Do you like to cook? Then you probably own pots and pans for your cooking. We’re sure you already know the value of these things in your kitchen, and how you can never live without them, but did you know that you don’t need a lot to cook well? The truth is, a couple of pieces that are of good quality are better than owning a 12-pc mediocre set. The secret is in the choosing. And it all starts with knowing what to look for.

1. Start with the basics.

What are the two most important pans you cannot live without in the kitchen? The answer: a stockpot and a sauté pan. Both are highly-versatile; and you can do many things with them, not just cooking soups and frying food.

A good stockpot can handle stews, sauces, steaming, soups, boiling, and blanching. The best ones are midweight, anodized aluminum ones, which are aluminum pans with a strong protective coating. Also, you can never go wrong with cast iron pots if you like cooking stews.  Choose those that can be easily lifted even if it is filled with water. Remember that you will be doing a lot of steaming and boiling in there as well, so you have to be able to handle it with water. And speaking of handles, make sure that they are easy but firm on your grasp–you wouldn’t want it to slip off your hands while filled with hot, scalding water, would you?

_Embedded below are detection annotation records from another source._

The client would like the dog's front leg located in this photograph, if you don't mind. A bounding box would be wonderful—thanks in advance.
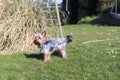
[60,49,67,58]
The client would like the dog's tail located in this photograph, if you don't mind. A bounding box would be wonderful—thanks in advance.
[66,35,73,43]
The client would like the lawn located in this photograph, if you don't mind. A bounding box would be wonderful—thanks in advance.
[0,24,120,80]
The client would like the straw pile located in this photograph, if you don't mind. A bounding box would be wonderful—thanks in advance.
[0,0,58,54]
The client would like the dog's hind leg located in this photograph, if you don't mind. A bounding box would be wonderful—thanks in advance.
[60,49,67,58]
[43,54,50,63]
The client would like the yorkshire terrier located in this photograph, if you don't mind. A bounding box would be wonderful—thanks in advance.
[34,31,73,63]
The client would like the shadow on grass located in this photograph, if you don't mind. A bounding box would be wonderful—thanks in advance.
[90,15,120,26]
[78,14,120,26]
[24,53,43,60]
[24,51,61,60]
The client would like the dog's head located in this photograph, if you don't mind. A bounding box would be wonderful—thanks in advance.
[34,31,47,47]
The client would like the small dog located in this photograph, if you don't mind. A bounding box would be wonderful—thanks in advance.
[34,31,73,63]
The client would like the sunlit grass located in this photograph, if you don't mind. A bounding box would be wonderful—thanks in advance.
[0,25,120,80]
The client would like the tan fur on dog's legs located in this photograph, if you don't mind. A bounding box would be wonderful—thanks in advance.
[43,54,50,63]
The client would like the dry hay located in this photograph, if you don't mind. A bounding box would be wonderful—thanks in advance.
[0,0,58,54]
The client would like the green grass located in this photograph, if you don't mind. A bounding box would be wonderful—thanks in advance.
[0,24,120,80]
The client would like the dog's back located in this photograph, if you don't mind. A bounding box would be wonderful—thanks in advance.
[41,35,72,54]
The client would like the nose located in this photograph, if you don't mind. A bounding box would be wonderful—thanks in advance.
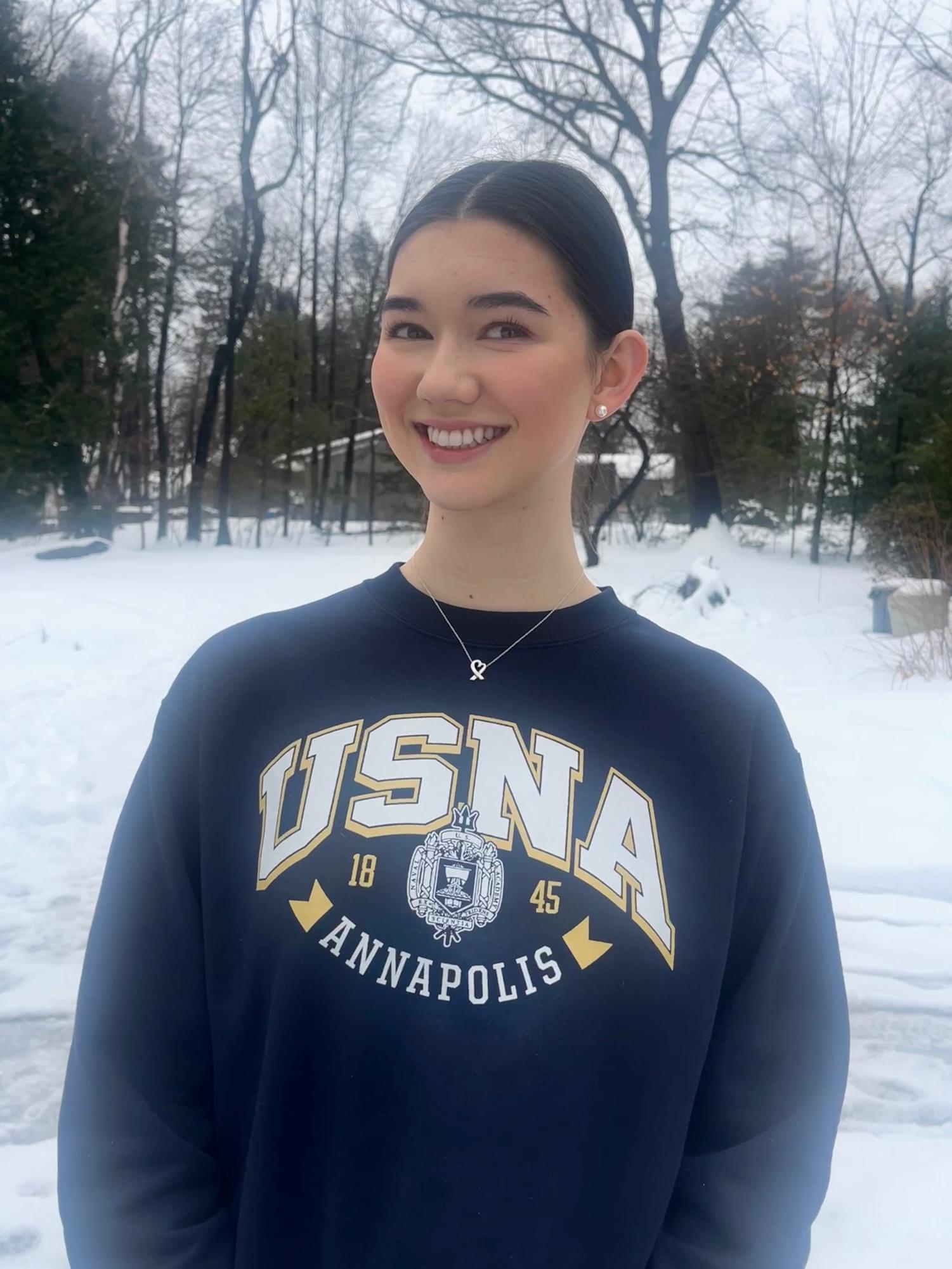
[416,340,480,405]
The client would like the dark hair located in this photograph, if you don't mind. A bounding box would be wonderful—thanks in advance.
[387,159,635,368]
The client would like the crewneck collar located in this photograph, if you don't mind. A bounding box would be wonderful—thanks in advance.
[362,559,635,649]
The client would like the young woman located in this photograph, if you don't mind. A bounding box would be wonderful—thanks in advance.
[58,161,848,1269]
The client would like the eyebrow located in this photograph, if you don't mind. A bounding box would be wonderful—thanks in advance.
[378,290,552,317]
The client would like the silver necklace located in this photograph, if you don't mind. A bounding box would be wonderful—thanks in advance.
[410,557,585,683]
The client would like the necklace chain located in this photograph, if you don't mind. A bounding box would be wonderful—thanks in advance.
[410,556,585,683]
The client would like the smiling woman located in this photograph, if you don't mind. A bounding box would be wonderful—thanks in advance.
[370,162,648,609]
[58,161,848,1269]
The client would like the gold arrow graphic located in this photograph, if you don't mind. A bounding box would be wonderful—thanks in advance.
[288,881,334,930]
[563,916,612,970]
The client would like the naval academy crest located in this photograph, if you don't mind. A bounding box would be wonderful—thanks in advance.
[406,802,503,948]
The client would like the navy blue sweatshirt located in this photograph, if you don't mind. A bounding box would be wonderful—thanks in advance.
[58,564,848,1269]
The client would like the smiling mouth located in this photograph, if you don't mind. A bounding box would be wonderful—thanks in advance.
[414,422,509,453]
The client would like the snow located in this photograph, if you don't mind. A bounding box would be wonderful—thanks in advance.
[0,521,952,1269]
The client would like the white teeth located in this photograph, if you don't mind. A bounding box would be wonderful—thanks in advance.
[426,425,505,449]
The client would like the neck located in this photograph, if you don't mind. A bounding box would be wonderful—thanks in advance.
[400,469,599,611]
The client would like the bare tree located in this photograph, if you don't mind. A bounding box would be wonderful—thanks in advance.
[321,0,776,528]
[186,0,298,545]
[153,6,223,538]
[33,0,100,80]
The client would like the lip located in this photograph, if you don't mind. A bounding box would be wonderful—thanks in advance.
[411,419,509,463]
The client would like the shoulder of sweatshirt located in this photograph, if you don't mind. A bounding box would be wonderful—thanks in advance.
[170,582,778,726]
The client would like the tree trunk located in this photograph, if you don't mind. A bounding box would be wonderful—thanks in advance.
[810,203,845,563]
[646,151,724,529]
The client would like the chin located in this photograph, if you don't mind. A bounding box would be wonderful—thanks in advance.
[416,476,512,511]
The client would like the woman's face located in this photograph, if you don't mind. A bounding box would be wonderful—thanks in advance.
[370,219,644,510]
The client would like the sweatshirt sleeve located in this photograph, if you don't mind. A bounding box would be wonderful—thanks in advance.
[648,692,849,1269]
[57,654,233,1269]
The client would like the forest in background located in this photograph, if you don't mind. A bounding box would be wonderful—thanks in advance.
[0,0,952,580]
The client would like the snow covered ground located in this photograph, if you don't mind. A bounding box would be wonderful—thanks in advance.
[0,524,952,1269]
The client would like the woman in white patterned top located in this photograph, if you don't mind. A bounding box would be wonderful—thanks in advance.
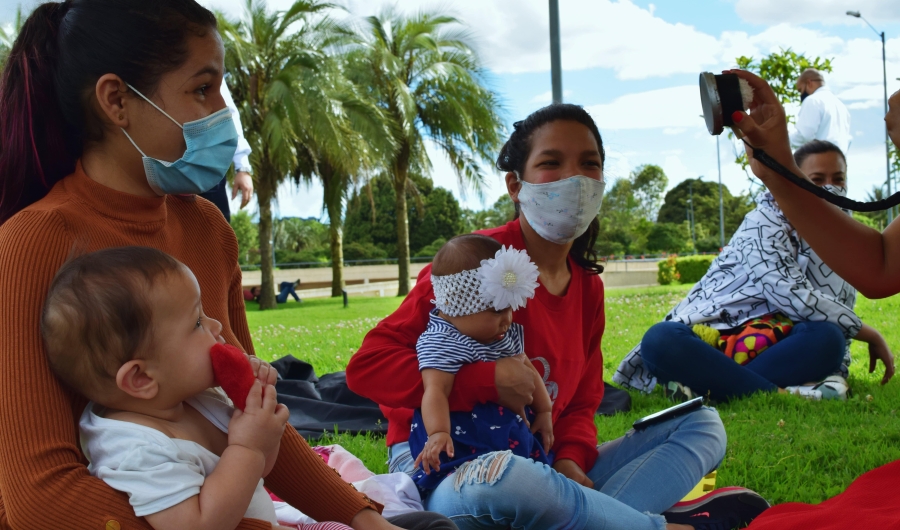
[613,141,890,400]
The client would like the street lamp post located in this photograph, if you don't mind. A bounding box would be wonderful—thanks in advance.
[716,136,725,245]
[847,11,894,223]
[550,0,562,103]
[688,179,700,254]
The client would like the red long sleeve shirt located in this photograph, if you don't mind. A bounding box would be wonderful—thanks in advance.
[347,220,605,470]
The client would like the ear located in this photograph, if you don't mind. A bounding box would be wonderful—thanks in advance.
[504,171,522,203]
[116,359,159,399]
[94,74,134,129]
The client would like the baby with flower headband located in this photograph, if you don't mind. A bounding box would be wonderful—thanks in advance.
[409,234,553,490]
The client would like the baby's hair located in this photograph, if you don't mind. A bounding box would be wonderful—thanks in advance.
[431,234,502,276]
[41,247,184,400]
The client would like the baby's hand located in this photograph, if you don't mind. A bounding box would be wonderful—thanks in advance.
[413,432,453,475]
[228,381,290,462]
[247,355,278,385]
[531,411,553,453]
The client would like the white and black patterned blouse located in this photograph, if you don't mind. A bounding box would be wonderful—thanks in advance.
[613,186,862,392]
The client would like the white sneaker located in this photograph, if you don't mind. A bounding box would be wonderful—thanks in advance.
[784,385,822,401]
[813,375,850,401]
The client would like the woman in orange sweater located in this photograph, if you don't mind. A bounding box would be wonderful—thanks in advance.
[0,0,455,530]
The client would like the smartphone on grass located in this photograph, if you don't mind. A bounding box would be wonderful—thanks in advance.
[632,396,703,431]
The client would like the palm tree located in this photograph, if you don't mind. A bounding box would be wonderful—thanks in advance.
[351,10,502,296]
[294,51,393,296]
[219,0,333,309]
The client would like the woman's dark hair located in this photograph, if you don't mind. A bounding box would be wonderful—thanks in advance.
[0,0,216,223]
[794,140,847,167]
[497,103,606,274]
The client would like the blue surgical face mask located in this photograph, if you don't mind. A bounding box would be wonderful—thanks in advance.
[122,85,238,195]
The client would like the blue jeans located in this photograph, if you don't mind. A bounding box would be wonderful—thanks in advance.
[275,282,300,304]
[389,408,726,530]
[641,322,847,401]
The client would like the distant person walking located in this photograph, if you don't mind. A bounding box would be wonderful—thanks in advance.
[790,68,853,153]
[200,81,253,223]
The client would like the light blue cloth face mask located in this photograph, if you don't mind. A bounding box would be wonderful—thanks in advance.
[122,85,238,195]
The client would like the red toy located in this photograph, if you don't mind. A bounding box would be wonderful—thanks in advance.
[209,344,256,410]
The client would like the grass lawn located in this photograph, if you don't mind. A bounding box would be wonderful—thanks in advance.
[247,286,900,503]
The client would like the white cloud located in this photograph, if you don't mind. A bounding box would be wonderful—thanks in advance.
[530,90,572,104]
[847,142,897,200]
[585,85,702,131]
[734,0,900,24]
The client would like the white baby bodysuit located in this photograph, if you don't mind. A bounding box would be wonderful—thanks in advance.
[80,390,277,524]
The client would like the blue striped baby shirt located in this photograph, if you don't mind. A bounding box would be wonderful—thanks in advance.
[416,309,525,374]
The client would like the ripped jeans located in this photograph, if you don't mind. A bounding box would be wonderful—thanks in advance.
[388,407,726,530]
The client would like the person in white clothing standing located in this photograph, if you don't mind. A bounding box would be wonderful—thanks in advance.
[200,80,253,222]
[790,68,852,153]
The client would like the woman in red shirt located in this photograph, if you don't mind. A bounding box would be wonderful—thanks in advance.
[347,105,767,530]
[0,4,452,530]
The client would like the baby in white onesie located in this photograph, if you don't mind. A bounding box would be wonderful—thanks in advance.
[41,247,288,529]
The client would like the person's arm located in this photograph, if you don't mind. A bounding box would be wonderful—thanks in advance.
[147,381,289,530]
[729,70,900,298]
[347,266,500,410]
[553,285,606,486]
[220,80,253,173]
[854,322,894,385]
[220,80,253,208]
[413,368,456,475]
[522,353,553,451]
[0,212,271,530]
[732,209,862,338]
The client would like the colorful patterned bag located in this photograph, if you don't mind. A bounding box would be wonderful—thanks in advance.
[693,313,794,365]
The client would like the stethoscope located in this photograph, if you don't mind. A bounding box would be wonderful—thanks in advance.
[700,72,900,212]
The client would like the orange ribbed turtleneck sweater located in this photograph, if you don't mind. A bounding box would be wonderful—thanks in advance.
[0,163,372,530]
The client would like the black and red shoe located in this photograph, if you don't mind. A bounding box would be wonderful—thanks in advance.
[662,487,769,530]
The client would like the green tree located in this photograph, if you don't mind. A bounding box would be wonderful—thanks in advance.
[735,48,832,123]
[354,10,502,296]
[282,22,394,297]
[219,0,356,309]
[595,164,669,256]
[0,4,27,71]
[462,194,516,233]
[647,221,694,254]
[728,48,832,169]
[344,174,464,256]
[630,164,669,220]
[656,179,754,243]
[231,210,259,265]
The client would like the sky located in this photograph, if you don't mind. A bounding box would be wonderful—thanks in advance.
[0,0,900,217]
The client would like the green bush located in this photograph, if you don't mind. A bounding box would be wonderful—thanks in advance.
[676,255,716,283]
[413,237,447,258]
[344,241,387,261]
[275,249,329,269]
[656,254,680,285]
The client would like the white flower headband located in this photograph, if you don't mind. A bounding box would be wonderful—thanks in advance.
[431,247,539,317]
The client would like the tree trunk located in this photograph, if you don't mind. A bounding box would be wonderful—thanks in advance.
[322,170,344,297]
[394,142,411,296]
[394,173,409,296]
[256,167,277,309]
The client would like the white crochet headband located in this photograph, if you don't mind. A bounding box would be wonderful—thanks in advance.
[431,247,539,317]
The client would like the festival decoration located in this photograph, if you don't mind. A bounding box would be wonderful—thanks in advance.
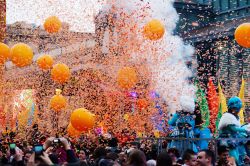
[143,19,165,40]
[10,43,34,67]
[0,42,10,65]
[123,114,129,121]
[196,82,210,128]
[51,63,70,84]
[154,130,160,138]
[49,89,67,112]
[207,79,219,133]
[117,67,137,89]
[43,16,62,33]
[37,55,54,70]
[215,83,228,132]
[70,108,95,131]
[234,23,250,48]
[136,99,148,110]
[67,123,81,137]
[239,77,245,125]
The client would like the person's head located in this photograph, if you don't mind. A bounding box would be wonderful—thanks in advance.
[228,96,242,115]
[127,149,146,166]
[182,149,197,166]
[23,151,33,164]
[78,150,86,160]
[218,146,229,160]
[156,152,173,166]
[168,148,180,162]
[147,160,156,166]
[197,150,215,166]
[106,152,119,161]
[94,147,107,159]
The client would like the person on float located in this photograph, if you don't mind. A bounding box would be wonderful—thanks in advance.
[194,102,211,150]
[218,96,250,165]
[168,96,198,154]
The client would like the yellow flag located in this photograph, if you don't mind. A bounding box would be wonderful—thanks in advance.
[218,83,227,114]
[239,77,245,124]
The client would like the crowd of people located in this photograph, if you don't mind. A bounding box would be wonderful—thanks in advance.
[0,97,250,166]
[0,134,250,166]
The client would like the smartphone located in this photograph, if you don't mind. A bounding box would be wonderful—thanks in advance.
[34,145,43,156]
[9,143,16,154]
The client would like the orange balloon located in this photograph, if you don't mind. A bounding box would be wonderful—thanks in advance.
[117,67,137,89]
[136,99,148,109]
[37,55,54,70]
[0,42,10,65]
[70,108,95,131]
[43,16,62,33]
[51,63,70,84]
[143,19,165,40]
[234,23,250,48]
[67,123,81,137]
[10,43,34,67]
[49,90,67,112]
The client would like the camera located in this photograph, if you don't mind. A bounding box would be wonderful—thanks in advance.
[34,145,43,156]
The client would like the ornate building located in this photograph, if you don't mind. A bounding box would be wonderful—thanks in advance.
[174,0,250,109]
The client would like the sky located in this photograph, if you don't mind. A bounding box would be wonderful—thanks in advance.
[6,0,103,32]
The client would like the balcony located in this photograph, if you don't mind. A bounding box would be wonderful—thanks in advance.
[175,0,212,5]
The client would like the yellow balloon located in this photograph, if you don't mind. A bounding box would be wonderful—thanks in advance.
[51,63,70,84]
[143,19,165,40]
[37,55,54,70]
[10,43,34,67]
[43,16,62,33]
[49,89,67,112]
[0,42,10,65]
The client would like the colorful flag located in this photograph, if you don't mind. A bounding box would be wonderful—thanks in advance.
[239,77,245,124]
[196,82,210,128]
[207,79,219,133]
[216,83,227,131]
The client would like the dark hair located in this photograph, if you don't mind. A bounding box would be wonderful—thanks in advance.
[200,149,215,165]
[127,149,147,166]
[168,148,180,158]
[93,147,107,159]
[218,145,229,155]
[156,151,173,166]
[182,149,195,162]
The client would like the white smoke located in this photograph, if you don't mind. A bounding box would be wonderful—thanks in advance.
[98,0,195,112]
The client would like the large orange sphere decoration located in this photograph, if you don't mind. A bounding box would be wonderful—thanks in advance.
[234,23,250,48]
[43,16,62,33]
[0,42,10,65]
[117,67,137,89]
[10,43,34,67]
[136,99,148,110]
[143,19,165,40]
[51,63,70,84]
[36,55,54,70]
[67,123,81,137]
[49,89,67,112]
[70,108,95,131]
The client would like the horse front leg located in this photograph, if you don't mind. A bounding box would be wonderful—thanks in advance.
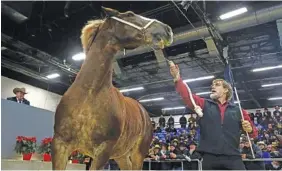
[51,136,71,170]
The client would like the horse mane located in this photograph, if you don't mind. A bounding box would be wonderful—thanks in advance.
[80,20,104,52]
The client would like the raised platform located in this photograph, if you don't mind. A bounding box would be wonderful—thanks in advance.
[1,159,85,170]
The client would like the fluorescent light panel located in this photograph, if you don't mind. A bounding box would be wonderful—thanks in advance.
[252,65,282,72]
[268,97,282,100]
[72,53,86,61]
[120,87,144,93]
[219,7,248,20]
[139,97,164,102]
[183,75,214,83]
[196,91,211,95]
[162,106,185,110]
[46,73,60,79]
[261,83,282,87]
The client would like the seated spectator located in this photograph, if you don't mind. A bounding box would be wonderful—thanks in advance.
[159,115,165,129]
[269,161,282,170]
[179,115,187,128]
[169,144,182,170]
[160,143,171,170]
[263,108,271,119]
[273,106,282,120]
[7,88,30,105]
[241,137,265,170]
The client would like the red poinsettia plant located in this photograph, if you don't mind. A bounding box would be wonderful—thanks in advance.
[15,136,36,154]
[38,137,53,154]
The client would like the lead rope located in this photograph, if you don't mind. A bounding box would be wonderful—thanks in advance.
[168,60,204,117]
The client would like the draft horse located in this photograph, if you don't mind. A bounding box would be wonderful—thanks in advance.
[52,8,173,170]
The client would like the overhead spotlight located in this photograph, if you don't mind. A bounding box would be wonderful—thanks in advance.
[120,87,144,93]
[219,7,248,20]
[183,75,214,83]
[261,83,282,87]
[72,52,86,61]
[196,91,211,95]
[46,73,60,79]
[139,97,164,102]
[252,65,282,72]
[267,97,282,100]
[162,106,185,110]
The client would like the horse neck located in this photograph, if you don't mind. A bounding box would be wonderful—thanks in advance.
[76,39,117,92]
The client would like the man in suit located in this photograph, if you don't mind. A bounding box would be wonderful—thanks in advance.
[7,88,30,105]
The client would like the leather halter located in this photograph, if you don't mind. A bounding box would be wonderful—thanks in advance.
[87,16,156,54]
[111,16,156,55]
[111,17,156,31]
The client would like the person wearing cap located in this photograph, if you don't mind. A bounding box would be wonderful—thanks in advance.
[170,64,257,170]
[273,106,282,120]
[242,137,265,170]
[187,141,202,170]
[7,88,30,105]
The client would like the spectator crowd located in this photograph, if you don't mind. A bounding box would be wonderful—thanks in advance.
[147,106,282,170]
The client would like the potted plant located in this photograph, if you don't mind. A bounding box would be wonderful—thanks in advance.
[15,136,36,160]
[38,137,53,161]
[71,150,85,163]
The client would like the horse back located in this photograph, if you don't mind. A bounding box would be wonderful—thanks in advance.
[110,89,153,158]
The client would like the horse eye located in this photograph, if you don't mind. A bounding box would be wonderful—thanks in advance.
[126,12,134,17]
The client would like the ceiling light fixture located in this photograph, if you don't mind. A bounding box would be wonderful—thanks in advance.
[196,91,211,95]
[183,75,214,83]
[139,97,164,102]
[46,73,60,79]
[252,65,282,72]
[120,87,144,93]
[219,7,248,20]
[267,97,282,100]
[261,83,282,87]
[162,106,185,110]
[72,53,86,61]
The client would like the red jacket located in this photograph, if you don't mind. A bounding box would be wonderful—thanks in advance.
[175,79,258,138]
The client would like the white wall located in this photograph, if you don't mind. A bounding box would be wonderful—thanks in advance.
[1,76,62,112]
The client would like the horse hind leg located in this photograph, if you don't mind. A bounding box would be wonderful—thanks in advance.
[51,136,71,170]
[115,154,134,170]
[90,142,114,170]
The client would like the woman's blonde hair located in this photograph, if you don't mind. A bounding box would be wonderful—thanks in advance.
[212,79,233,101]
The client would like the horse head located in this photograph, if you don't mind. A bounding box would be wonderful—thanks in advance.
[80,7,173,50]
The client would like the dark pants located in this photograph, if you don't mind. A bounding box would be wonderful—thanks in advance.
[202,153,246,170]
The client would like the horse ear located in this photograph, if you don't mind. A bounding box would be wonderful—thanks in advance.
[102,7,119,17]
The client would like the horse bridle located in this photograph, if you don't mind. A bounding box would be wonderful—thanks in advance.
[87,16,156,53]
[111,17,156,33]
[111,16,156,55]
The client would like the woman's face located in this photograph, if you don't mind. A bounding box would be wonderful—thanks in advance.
[259,144,264,150]
[154,148,160,153]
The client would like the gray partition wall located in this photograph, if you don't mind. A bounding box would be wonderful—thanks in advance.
[1,99,54,159]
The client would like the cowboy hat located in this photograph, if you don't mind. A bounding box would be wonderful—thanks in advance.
[13,88,27,94]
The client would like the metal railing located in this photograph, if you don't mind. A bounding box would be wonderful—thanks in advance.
[144,159,202,171]
[108,158,282,171]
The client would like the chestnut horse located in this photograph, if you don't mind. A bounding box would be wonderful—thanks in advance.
[52,8,173,170]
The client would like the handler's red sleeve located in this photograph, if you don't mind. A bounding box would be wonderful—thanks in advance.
[175,78,205,110]
[242,109,258,138]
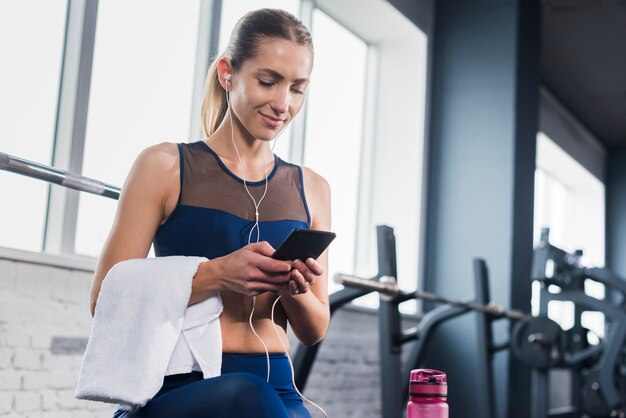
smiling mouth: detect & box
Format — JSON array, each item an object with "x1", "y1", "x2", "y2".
[{"x1": 259, "y1": 113, "x2": 284, "y2": 128}]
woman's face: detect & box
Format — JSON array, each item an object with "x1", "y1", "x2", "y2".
[{"x1": 230, "y1": 38, "x2": 313, "y2": 141}]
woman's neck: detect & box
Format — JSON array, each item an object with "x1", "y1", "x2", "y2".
[{"x1": 205, "y1": 118, "x2": 274, "y2": 165}]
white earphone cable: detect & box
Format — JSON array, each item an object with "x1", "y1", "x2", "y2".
[{"x1": 226, "y1": 79, "x2": 328, "y2": 418}]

A sauté pan is valuable when it comes to making sautés and fricassées, deglazing sauces, frying, braising small items like vegetables, and much more. The best ones are made from stainless steel with an aluminum core.  They should easily heat up and cool down in one quick turn as well. Think of it this way: What if you got too absorbed with what you’re watching that you almost forgot the onions? You quickly turn off the pan to prevent it from burning. Now, if the pan is responsive to temperature, it will quickly cool down and save your onions a sad fate; and if it didn’t cool down as quickly, then your onions would have kept on frying even when it’s taken out from the fire. The result: charred, bitter onions.

2. Choose “good conductor” materials.

This brings us out to our next point: choose pans that are good heat conductors. The best ones here are aluminum and copper pans, and they are extremely effective in responding to temperature changes–they heat up and cool down almost instantly. Pans with good heat conductors are also effective in equalizing temperature on the surface, which means that heat flows more easily–and faster in the pans.

3. Choose “heavy-gauge” materials.

Thicker pans spread heat more evenly than those with thinner materials, which have the tendency to hold more heat in some areas than the rest of the pan. Also, thicker pans have more distances between the heat source and its surface, which gives time for the heat to diffuse more evenly, unlike a thin pan.

Want to save gas and electricity? These pans can hold more heat, so you can turn them off earlier than your set time and still cook your food as well.

Choosing the right pans is easy if you know what to look for. Start with the basics first, and then build from there. In time, you will choose better and more effective pans that will serve you for a long time to come.